Re: 2.0.27 major problems #1 -- 3c59x driver.

Cameron MacKinnon (mackin@interlog.com)
Thu, 13 Feb 1997 01:19:16 -0500


> From: Chris Evans <chris@ferret.lmh.ox.ac.uk>
> On Wed, 12 Feb 1997, Philip Blundell wrote:
> > A transmitter access conflict is not disaster. There is no need to
> > reinitialise the controller - all it means is that the driver's
> > transmit routine was reentered, and the second transmit was deferred to
> > avoid contention.
>
> I am forced to disagree -- when your card hangs it certainly _is_ a
> disaster.
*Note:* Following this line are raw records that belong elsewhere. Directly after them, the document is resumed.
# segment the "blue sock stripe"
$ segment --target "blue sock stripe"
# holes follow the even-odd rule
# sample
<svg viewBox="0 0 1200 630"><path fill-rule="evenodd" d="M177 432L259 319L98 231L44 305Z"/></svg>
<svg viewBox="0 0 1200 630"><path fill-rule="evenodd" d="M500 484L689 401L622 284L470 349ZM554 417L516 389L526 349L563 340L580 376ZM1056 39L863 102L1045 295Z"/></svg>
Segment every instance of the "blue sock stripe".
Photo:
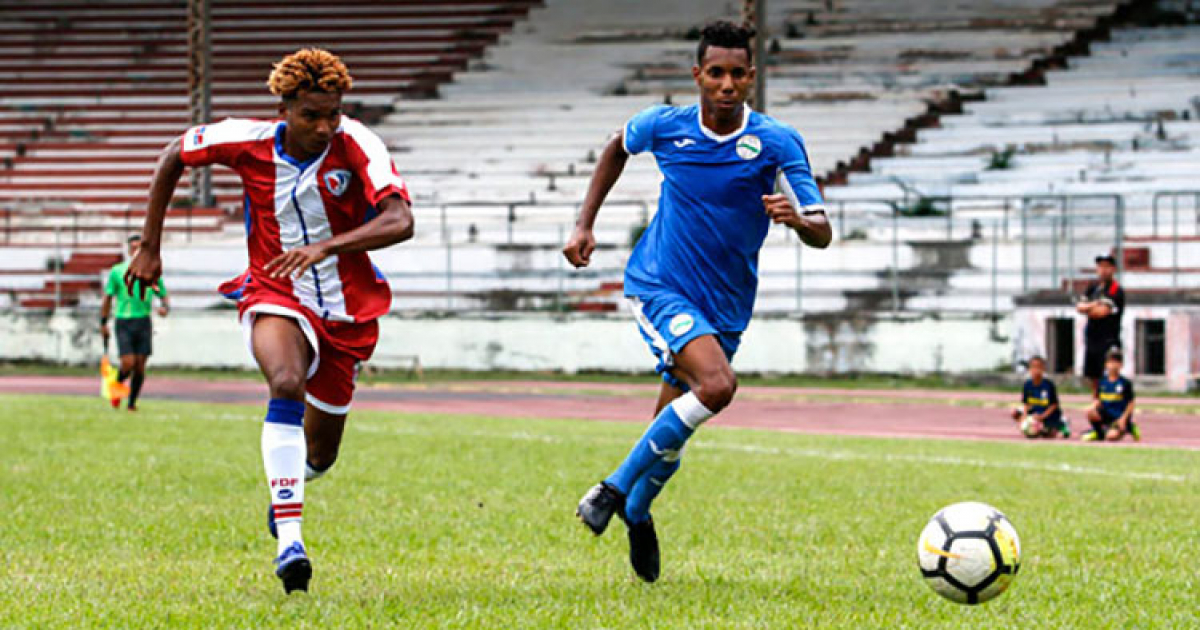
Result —
<svg viewBox="0 0 1200 630"><path fill-rule="evenodd" d="M271 398L266 403L266 422L276 425L304 426L304 403L287 398Z"/></svg>
<svg viewBox="0 0 1200 630"><path fill-rule="evenodd" d="M650 504L682 463L679 460L659 460L634 484L634 490L629 491L629 498L625 499L625 518L630 523L644 523L650 518Z"/></svg>
<svg viewBox="0 0 1200 630"><path fill-rule="evenodd" d="M679 414L668 404L654 419L625 461L605 481L624 494L634 490L634 484L668 451L678 451L688 438L691 428L683 424Z"/></svg>

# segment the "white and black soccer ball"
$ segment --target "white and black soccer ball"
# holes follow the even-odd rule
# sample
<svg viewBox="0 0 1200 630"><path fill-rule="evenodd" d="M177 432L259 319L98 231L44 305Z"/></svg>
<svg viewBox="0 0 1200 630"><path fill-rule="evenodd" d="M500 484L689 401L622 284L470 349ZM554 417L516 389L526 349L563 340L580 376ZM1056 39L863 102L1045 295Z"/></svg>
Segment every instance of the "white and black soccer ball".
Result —
<svg viewBox="0 0 1200 630"><path fill-rule="evenodd" d="M930 518L917 541L917 563L935 593L983 604L1003 593L1021 566L1016 528L985 503L955 503Z"/></svg>

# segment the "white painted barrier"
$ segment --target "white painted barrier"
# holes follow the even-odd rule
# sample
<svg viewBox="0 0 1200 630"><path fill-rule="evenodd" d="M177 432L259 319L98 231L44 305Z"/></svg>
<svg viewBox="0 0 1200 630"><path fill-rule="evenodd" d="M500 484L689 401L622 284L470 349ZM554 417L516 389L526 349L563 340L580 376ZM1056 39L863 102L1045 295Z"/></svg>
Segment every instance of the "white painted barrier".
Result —
<svg viewBox="0 0 1200 630"><path fill-rule="evenodd" d="M380 324L374 361L380 367L400 367L414 355L433 370L641 372L655 364L624 313L385 317ZM0 318L0 359L92 364L101 352L96 328L94 312L7 313ZM157 366L252 366L232 310L176 311L156 319L154 349ZM762 318L746 331L734 367L755 373L973 372L1010 358L1008 343L995 341L983 319Z"/></svg>

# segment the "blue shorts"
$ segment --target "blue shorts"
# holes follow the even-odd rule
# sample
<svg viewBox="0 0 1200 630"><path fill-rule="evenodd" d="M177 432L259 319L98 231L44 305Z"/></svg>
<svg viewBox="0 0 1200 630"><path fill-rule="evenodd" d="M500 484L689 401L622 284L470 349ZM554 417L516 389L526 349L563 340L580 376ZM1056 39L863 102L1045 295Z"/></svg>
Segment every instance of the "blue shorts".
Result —
<svg viewBox="0 0 1200 630"><path fill-rule="evenodd" d="M691 340L713 335L725 350L730 361L742 343L742 332L721 332L708 323L700 308L686 298L674 293L655 293L646 296L626 295L629 308L634 312L642 338L650 347L650 353L659 360L655 371L662 374L667 385L688 391L688 384L671 376L674 367L674 355Z"/></svg>

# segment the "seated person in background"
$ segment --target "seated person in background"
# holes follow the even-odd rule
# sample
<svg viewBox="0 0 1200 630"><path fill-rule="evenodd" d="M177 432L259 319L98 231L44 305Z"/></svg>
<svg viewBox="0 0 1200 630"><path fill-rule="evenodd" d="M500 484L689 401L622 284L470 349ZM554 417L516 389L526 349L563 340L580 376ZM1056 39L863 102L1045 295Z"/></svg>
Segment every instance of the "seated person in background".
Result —
<svg viewBox="0 0 1200 630"><path fill-rule="evenodd" d="M1030 359L1030 378L1021 388L1021 407L1013 409L1013 420L1020 422L1027 438L1069 438L1070 425L1058 406L1058 390L1054 380L1045 378L1045 359Z"/></svg>
<svg viewBox="0 0 1200 630"><path fill-rule="evenodd" d="M1121 376L1123 361L1121 348L1111 348L1104 356L1104 376L1097 384L1096 400L1087 410L1092 430L1084 433L1084 442L1116 442L1126 433L1133 436L1135 442L1141 440L1141 431L1133 422L1133 382Z"/></svg>

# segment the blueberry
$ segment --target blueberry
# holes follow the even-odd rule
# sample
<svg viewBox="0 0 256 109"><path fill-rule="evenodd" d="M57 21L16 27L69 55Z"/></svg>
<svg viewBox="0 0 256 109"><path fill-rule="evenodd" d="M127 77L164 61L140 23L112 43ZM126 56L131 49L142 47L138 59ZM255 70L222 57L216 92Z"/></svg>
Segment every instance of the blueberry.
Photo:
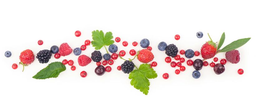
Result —
<svg viewBox="0 0 256 109"><path fill-rule="evenodd" d="M192 58L195 55L195 52L191 49L188 49L185 51L185 56L186 58L190 59Z"/></svg>
<svg viewBox="0 0 256 109"><path fill-rule="evenodd" d="M6 51L4 53L4 56L7 58L9 58L12 56L12 53L9 51Z"/></svg>
<svg viewBox="0 0 256 109"><path fill-rule="evenodd" d="M196 36L197 37L197 38L201 38L203 37L203 36L204 34L202 32L199 31L196 33Z"/></svg>
<svg viewBox="0 0 256 109"><path fill-rule="evenodd" d="M111 44L109 47L109 51L112 53L115 53L118 50L117 46L114 44Z"/></svg>
<svg viewBox="0 0 256 109"><path fill-rule="evenodd" d="M147 39L143 39L140 42L140 46L143 48L145 48L149 46L149 40Z"/></svg>
<svg viewBox="0 0 256 109"><path fill-rule="evenodd" d="M51 47L51 52L55 54L59 52L59 47L56 45L53 45Z"/></svg>
<svg viewBox="0 0 256 109"><path fill-rule="evenodd" d="M103 58L106 60L109 60L111 57L111 56L110 55L110 54L109 54L106 53L103 55Z"/></svg>
<svg viewBox="0 0 256 109"><path fill-rule="evenodd" d="M74 50L74 54L76 56L78 56L81 54L81 52L82 51L80 48L77 47L75 48Z"/></svg>
<svg viewBox="0 0 256 109"><path fill-rule="evenodd" d="M160 42L157 46L158 49L162 51L165 50L167 47L167 45L166 44L166 43L164 42Z"/></svg>
<svg viewBox="0 0 256 109"><path fill-rule="evenodd" d="M192 73L192 76L195 79L198 79L200 77L201 74L200 72L197 70L195 70Z"/></svg>

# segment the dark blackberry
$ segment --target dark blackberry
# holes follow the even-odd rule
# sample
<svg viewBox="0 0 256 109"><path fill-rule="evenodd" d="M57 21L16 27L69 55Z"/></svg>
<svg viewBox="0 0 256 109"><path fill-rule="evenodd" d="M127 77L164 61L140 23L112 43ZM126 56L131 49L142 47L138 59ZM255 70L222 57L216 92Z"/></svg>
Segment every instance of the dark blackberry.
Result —
<svg viewBox="0 0 256 109"><path fill-rule="evenodd" d="M127 74L129 74L133 70L134 67L133 63L128 60L126 60L123 62L123 64L121 65L122 71L123 73Z"/></svg>
<svg viewBox="0 0 256 109"><path fill-rule="evenodd" d="M40 51L36 54L36 57L38 59L40 63L47 63L51 57L51 53L50 50L44 50Z"/></svg>
<svg viewBox="0 0 256 109"><path fill-rule="evenodd" d="M176 45L173 44L171 44L167 46L166 49L165 49L165 54L168 56L174 58L177 55L178 51L178 48Z"/></svg>
<svg viewBox="0 0 256 109"><path fill-rule="evenodd" d="M99 51L94 51L92 53L92 56L91 58L95 62L99 62L102 59L101 53Z"/></svg>

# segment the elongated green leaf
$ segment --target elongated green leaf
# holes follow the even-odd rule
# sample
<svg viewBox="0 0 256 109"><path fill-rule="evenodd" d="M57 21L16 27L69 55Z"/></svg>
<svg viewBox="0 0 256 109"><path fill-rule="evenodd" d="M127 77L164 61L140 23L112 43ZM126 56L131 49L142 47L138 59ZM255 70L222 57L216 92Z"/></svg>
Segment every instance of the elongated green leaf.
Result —
<svg viewBox="0 0 256 109"><path fill-rule="evenodd" d="M235 41L221 49L219 52L227 52L236 49L245 44L250 39L251 39L250 38L246 38L239 39Z"/></svg>
<svg viewBox="0 0 256 109"><path fill-rule="evenodd" d="M220 37L220 41L219 41L219 44L218 44L218 48L217 48L217 50L220 50L221 46L223 44L224 41L225 40L225 32L224 32L221 35L221 37Z"/></svg>
<svg viewBox="0 0 256 109"><path fill-rule="evenodd" d="M55 62L49 64L47 67L37 73L33 78L36 79L45 79L58 77L60 73L66 70L65 65L60 62Z"/></svg>

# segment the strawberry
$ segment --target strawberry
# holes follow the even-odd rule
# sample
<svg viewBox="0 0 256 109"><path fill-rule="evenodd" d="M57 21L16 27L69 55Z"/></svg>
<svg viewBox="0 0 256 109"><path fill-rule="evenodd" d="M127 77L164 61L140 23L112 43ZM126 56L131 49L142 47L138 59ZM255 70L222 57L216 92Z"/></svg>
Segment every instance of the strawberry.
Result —
<svg viewBox="0 0 256 109"><path fill-rule="evenodd" d="M154 55L150 50L143 49L139 51L137 56L138 59L142 63L147 63L152 61L154 59Z"/></svg>
<svg viewBox="0 0 256 109"><path fill-rule="evenodd" d="M33 51L31 50L27 49L21 53L20 55L20 64L23 65L23 70L24 71L24 66L27 66L32 63L35 60L35 56Z"/></svg>
<svg viewBox="0 0 256 109"><path fill-rule="evenodd" d="M209 34L208 35L211 40L206 42L201 48L201 54L202 57L205 59L213 58L216 54L217 50L216 44L212 41Z"/></svg>

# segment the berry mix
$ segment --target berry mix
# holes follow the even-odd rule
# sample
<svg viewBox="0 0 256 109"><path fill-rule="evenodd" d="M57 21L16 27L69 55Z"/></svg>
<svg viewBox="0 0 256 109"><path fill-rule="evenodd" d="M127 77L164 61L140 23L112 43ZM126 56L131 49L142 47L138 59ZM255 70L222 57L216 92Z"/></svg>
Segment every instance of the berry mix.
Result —
<svg viewBox="0 0 256 109"><path fill-rule="evenodd" d="M118 58L123 60L123 64L117 68L119 71L122 71L124 73L128 74L129 78L131 79L131 84L137 89L139 90L143 94L147 95L148 93L149 86L150 84L149 79L153 79L157 77L157 74L154 70L153 67L156 67L157 65L157 62L151 62L154 59L154 56L151 51L152 47L149 46L149 40L147 39L142 39L139 42L139 45L142 48L140 50L136 51L134 49L131 50L129 54L133 57L132 58L125 59L123 58L126 53L123 50L118 51L118 47L114 44L121 41L121 39L119 37L116 37L115 41L112 39L114 38L112 33L107 32L105 34L102 31L96 30L92 32L93 40L91 41L86 40L84 45L80 47L76 47L74 49L71 48L66 43L61 44L59 47L54 45L52 46L49 50L44 50L40 51L36 55L36 58L38 59L38 62L42 64L47 63L51 59L52 54L54 54L55 58L58 59L61 56L65 56L71 54L73 52L74 54L78 56L77 61L81 66L85 66L90 64L92 60L96 63L96 68L94 72L98 75L102 76L105 72L109 72L112 70L111 66L114 64L114 60ZM161 42L157 45L158 49L160 51L165 52L167 57L164 59L165 61L170 64L171 67L177 69L175 73L176 74L185 71L186 68L184 65L186 64L188 66L193 66L195 70L191 71L192 77L195 78L199 78L201 73L199 71L201 70L203 67L213 68L213 71L217 74L219 75L225 72L225 68L224 65L228 62L232 64L237 64L240 59L239 51L235 50L246 43L250 38L242 39L234 41L222 49L220 48L223 44L225 39L225 33L222 34L219 43L217 44L213 41L209 34L208 36L210 40L203 44L201 48L200 51L194 51L191 49L181 50L174 44L167 45L165 42ZM79 37L81 35L81 32L77 31L75 32L75 36ZM203 37L203 34L202 32L196 33L196 36L199 38ZM176 35L174 38L178 40L181 38L179 35ZM124 41L121 42L124 47L127 46L128 42ZM38 41L39 45L43 44L42 40L40 40ZM132 43L132 45L136 46L138 42L134 41ZM91 53L90 55L81 55L83 51L86 50L87 46L90 44L95 47L95 50ZM108 50L106 46L108 46ZM102 53L98 50L103 47L106 50L106 52ZM214 57L219 53L226 52L226 59L219 59ZM178 53L180 54L178 54ZM201 56L202 59L200 59L195 60L190 59L195 56ZM183 56L183 55L184 55ZM5 53L5 56L7 58L12 55L11 51L7 51ZM208 63L207 59L214 58L213 61ZM34 52L31 50L27 49L24 50L21 53L19 56L20 62L19 64L22 65L22 72L24 70L25 66L31 64L35 59ZM137 59L142 64L138 67L133 63L134 60ZM151 62L151 63L150 63ZM62 60L62 62L56 62L51 63L46 67L40 70L33 78L36 79L45 79L50 78L56 78L62 72L66 69L66 65L68 65L70 66L72 71L75 71L76 66L73 65L74 61L66 59ZM208 65L210 67L207 67ZM106 67L104 66L107 66ZM18 65L16 64L13 64L12 68L16 69ZM80 71L80 75L82 78L86 77L87 72L85 71ZM238 70L239 74L243 74L244 70L239 69ZM167 79L169 74L165 73L162 75L163 78Z"/></svg>

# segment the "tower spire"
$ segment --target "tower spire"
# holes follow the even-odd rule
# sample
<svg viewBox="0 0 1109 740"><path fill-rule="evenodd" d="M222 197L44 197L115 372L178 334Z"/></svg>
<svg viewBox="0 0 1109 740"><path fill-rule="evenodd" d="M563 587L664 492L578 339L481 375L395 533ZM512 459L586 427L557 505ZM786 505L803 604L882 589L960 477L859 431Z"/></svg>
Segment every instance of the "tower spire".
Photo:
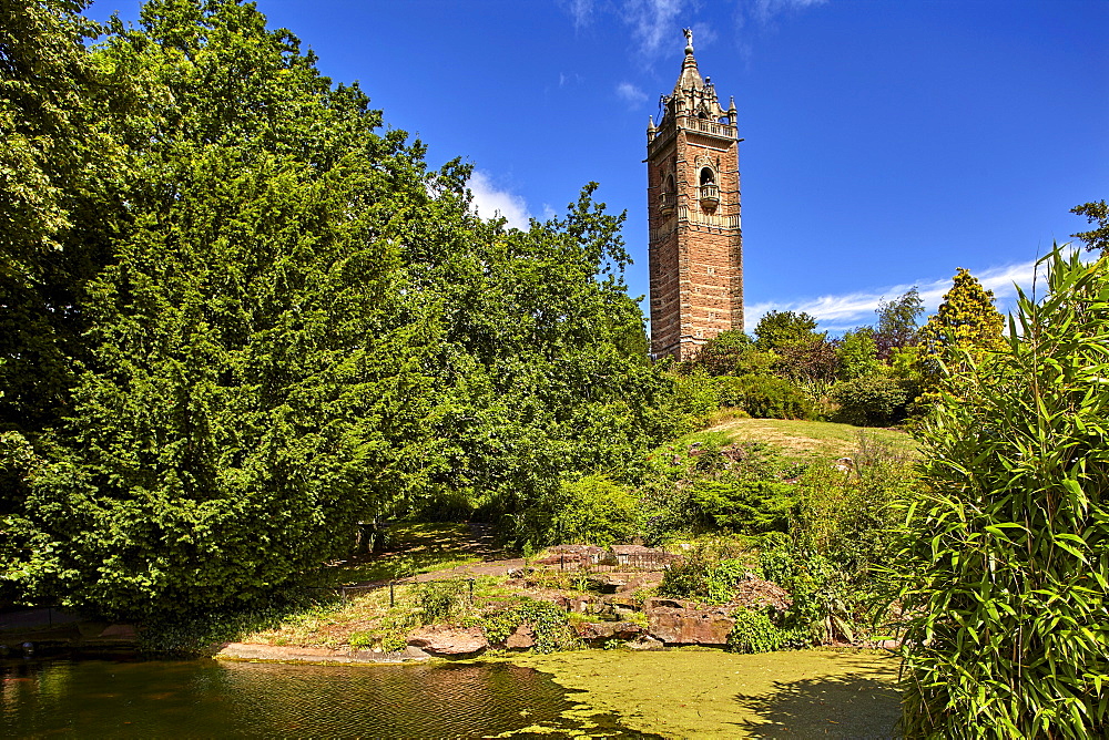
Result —
<svg viewBox="0 0 1109 740"><path fill-rule="evenodd" d="M662 115L648 120L651 351L684 359L721 331L743 328L735 101L725 111L693 56L693 30Z"/></svg>

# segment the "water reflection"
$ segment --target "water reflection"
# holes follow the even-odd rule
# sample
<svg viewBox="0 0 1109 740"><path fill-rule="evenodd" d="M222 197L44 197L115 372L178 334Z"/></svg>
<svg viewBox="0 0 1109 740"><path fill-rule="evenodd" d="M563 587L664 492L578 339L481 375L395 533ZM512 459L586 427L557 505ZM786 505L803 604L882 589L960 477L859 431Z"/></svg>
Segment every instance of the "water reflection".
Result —
<svg viewBox="0 0 1109 740"><path fill-rule="evenodd" d="M0 680L6 737L445 738L529 726L571 737L581 727L562 716L573 706L562 688L502 664L24 660L0 662Z"/></svg>

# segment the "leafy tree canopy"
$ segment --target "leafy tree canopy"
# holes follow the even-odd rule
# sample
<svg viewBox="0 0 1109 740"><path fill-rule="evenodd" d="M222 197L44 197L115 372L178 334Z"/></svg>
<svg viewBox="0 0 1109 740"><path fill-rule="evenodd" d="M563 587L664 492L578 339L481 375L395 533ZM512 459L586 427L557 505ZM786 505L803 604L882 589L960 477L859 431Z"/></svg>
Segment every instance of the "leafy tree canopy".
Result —
<svg viewBox="0 0 1109 740"><path fill-rule="evenodd" d="M955 350L990 350L1001 346L1004 317L994 308L994 291L960 267L939 310L920 329L933 357L950 359Z"/></svg>
<svg viewBox="0 0 1109 740"><path fill-rule="evenodd" d="M874 341L879 359L887 359L894 349L917 343L917 322L924 315L924 301L916 286L891 301L879 301L875 312L878 326Z"/></svg>
<svg viewBox="0 0 1109 740"><path fill-rule="evenodd" d="M1083 203L1071 208L1070 213L1086 216L1089 223L1098 225L1095 229L1079 232L1071 234L1071 236L1085 241L1087 251L1100 249L1102 255L1109 255L1109 206L1106 205L1106 202Z"/></svg>
<svg viewBox="0 0 1109 740"><path fill-rule="evenodd" d="M93 51L79 3L16 6L72 63L9 64L4 110L74 112L12 164L58 193L4 206L26 265L0 300L26 327L0 345L4 596L248 603L359 520L511 525L682 423L596 185L527 232L476 217L468 167L429 169L253 4L151 0Z"/></svg>
<svg viewBox="0 0 1109 740"><path fill-rule="evenodd" d="M777 350L818 336L816 319L804 311L767 311L755 326L756 343L762 350Z"/></svg>

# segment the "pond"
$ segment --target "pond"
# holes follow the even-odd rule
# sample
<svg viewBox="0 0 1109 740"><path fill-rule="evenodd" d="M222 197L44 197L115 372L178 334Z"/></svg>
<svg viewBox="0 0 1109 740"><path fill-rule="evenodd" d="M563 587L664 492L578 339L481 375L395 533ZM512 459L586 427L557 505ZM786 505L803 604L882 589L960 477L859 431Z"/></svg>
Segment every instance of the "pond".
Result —
<svg viewBox="0 0 1109 740"><path fill-rule="evenodd" d="M4 660L0 680L3 737L643 737L508 664Z"/></svg>

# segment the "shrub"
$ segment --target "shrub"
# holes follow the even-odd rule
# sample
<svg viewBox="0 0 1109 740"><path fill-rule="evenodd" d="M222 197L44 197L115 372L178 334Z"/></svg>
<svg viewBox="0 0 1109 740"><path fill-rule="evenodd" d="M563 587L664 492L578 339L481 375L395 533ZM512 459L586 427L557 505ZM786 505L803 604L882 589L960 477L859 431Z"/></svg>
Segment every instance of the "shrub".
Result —
<svg viewBox="0 0 1109 740"><path fill-rule="evenodd" d="M810 419L813 402L800 388L773 376L718 379L722 405L739 407L759 419Z"/></svg>
<svg viewBox="0 0 1109 740"><path fill-rule="evenodd" d="M765 611L736 609L732 618L735 624L728 634L728 649L732 652L770 652L785 643L785 634Z"/></svg>
<svg viewBox="0 0 1109 740"><path fill-rule="evenodd" d="M637 531L639 500L603 475L587 475L540 497L525 512L518 530L528 544L593 543L630 539Z"/></svg>
<svg viewBox="0 0 1109 740"><path fill-rule="evenodd" d="M760 534L788 526L794 486L782 481L704 481L690 491L702 522L743 534Z"/></svg>
<svg viewBox="0 0 1109 740"><path fill-rule="evenodd" d="M832 390L840 404L835 421L856 426L885 426L905 419L918 389L912 381L867 377L848 380Z"/></svg>
<svg viewBox="0 0 1109 740"><path fill-rule="evenodd" d="M753 569L734 543L702 543L667 568L659 594L705 604L725 604L735 584Z"/></svg>
<svg viewBox="0 0 1109 740"><path fill-rule="evenodd" d="M1047 297L957 358L922 433L889 569L907 737L1109 734L1109 258L1041 261Z"/></svg>
<svg viewBox="0 0 1109 740"><path fill-rule="evenodd" d="M836 373L841 380L866 378L878 372L878 350L874 343L874 330L867 327L848 331L836 342L836 356L840 358L840 370Z"/></svg>
<svg viewBox="0 0 1109 740"><path fill-rule="evenodd" d="M721 446L719 435L698 435L688 451L658 451L639 480L644 536L721 528L744 533L784 530L793 503L785 483L801 467L761 442Z"/></svg>
<svg viewBox="0 0 1109 740"><path fill-rule="evenodd" d="M490 643L508 639L517 627L531 628L536 652L576 650L581 647L581 638L570 626L566 611L550 602L521 598L511 608L486 615L478 623Z"/></svg>

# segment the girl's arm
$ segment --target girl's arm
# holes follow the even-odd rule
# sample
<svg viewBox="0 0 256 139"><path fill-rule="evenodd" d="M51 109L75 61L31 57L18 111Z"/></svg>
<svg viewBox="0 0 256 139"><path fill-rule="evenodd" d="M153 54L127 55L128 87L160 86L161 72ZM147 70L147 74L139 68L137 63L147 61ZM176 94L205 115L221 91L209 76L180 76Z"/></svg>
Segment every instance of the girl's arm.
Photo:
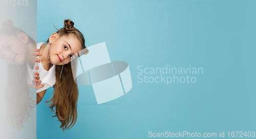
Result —
<svg viewBox="0 0 256 139"><path fill-rule="evenodd" d="M38 104L40 102L41 102L41 100L42 100L42 98L45 96L45 94L46 94L46 90L47 89L46 89L41 92L40 92L39 93L36 93L36 104Z"/></svg>

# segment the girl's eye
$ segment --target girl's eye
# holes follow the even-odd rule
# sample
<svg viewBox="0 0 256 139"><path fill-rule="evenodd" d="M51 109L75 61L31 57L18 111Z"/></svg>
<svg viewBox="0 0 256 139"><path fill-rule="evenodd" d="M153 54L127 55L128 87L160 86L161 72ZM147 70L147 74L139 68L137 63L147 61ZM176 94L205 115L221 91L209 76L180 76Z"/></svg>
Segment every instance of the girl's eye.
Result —
<svg viewBox="0 0 256 139"><path fill-rule="evenodd" d="M8 45L7 46L6 46L6 49L9 50L9 49L10 49L10 45Z"/></svg>
<svg viewBox="0 0 256 139"><path fill-rule="evenodd" d="M67 47L67 46L66 45L64 45L64 49L65 49L65 50L68 49L68 47Z"/></svg>

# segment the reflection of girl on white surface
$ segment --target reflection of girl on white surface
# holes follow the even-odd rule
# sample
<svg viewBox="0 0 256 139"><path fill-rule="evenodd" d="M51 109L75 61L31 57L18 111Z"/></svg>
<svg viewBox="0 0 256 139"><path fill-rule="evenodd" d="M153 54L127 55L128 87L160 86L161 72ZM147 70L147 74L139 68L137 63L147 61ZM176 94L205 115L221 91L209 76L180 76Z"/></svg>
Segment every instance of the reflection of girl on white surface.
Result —
<svg viewBox="0 0 256 139"><path fill-rule="evenodd" d="M35 106L35 98L33 98L34 95L31 94L27 82L32 84L31 81L35 84L36 81L36 85L30 85L35 88L44 86L39 86L41 82L38 73L33 75L34 72L30 72L35 71L35 56L40 54L35 50L35 41L22 29L14 26L12 20L7 20L2 24L0 58L6 62L7 71L1 74L5 74L5 77L1 79L7 83L5 95L7 117L11 126L20 130L24 127L24 122L30 116L33 116L32 109ZM33 75L37 78L36 80L33 80Z"/></svg>
<svg viewBox="0 0 256 139"><path fill-rule="evenodd" d="M46 44L37 43L39 52L42 54L39 57L38 72L45 86L37 90L36 100L38 104L47 89L53 87L53 96L46 102L51 102L50 108L61 123L60 127L63 131L73 127L77 118L78 89L74 80L70 61L76 60L75 55L89 52L83 36L74 27L74 22L65 20L64 25L50 36ZM81 50L83 52L81 53Z"/></svg>

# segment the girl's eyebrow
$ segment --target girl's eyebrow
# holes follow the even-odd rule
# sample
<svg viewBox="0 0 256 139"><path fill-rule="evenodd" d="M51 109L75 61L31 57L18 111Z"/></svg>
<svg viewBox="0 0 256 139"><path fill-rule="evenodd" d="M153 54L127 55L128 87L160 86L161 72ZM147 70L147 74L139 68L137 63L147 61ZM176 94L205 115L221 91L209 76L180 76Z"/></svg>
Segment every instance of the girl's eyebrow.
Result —
<svg viewBox="0 0 256 139"><path fill-rule="evenodd" d="M68 45L69 45L69 47L70 48L70 49L71 49L71 51L72 51L72 48L71 48L71 47L70 46L70 45L69 45L69 44L67 42L66 42L66 41L65 41L65 42L66 43L67 43L67 44L68 44ZM73 53L73 55L74 55L74 53Z"/></svg>

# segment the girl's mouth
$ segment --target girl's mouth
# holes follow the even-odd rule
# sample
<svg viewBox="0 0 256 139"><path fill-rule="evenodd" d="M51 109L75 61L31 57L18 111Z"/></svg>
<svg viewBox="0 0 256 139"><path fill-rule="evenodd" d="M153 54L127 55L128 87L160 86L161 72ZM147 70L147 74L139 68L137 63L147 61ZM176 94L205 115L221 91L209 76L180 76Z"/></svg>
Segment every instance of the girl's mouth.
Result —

Additionally, the code implies that that if execution reaches
> this stage it is a disaster anyway; quote "if this ever happens then the
> queue layer is doing something evil"

NOT being an expert in the Linux networking code, a few disinterested
observations:
- Maybe the evil IS in the queue layer, and others haven't noticed as
their ethernet performance isn't as stellar as yours. Do the errors
occur randomly, or only under high load?
- Is there any way of a) dumping the stack and freezing when the error
occurs, so as to analyze the state of the kernel that led to the error
(easy, just write it 8-), b) writing a special return code when this
occurs so that succeeding higher layers of network code can dump all
appropriate state (see answer to a above) c) disabling all except disk
interrupts and writing a kernel or entire machine core image to swap
space when this occurs?

Maybe I've missed some information on this thread, but the information
I've seen so far "Somewhere at or after reaching <vaguely defined state
x> my machine hangs" doesn't give a potential debugger much to go on.
How many printk()s have been added to the code so far in an attempt to
understand what's going on? Calls to a function to dump state? Rather
than wasting time arguing whether it's a problem or not, the affected
user should endeavour to provide as much information as possible. This
may involve kernel modifications, hired help, packet sniffers, in
circuit emulators, experimentation with different hardware, voodoo, dead
poultry and inconvenience to users. On the other hand, if he finds it
more cost effective to replace the offending hardware and/or OS, so be
it.

My sincerest apologies if I've missed something relevant.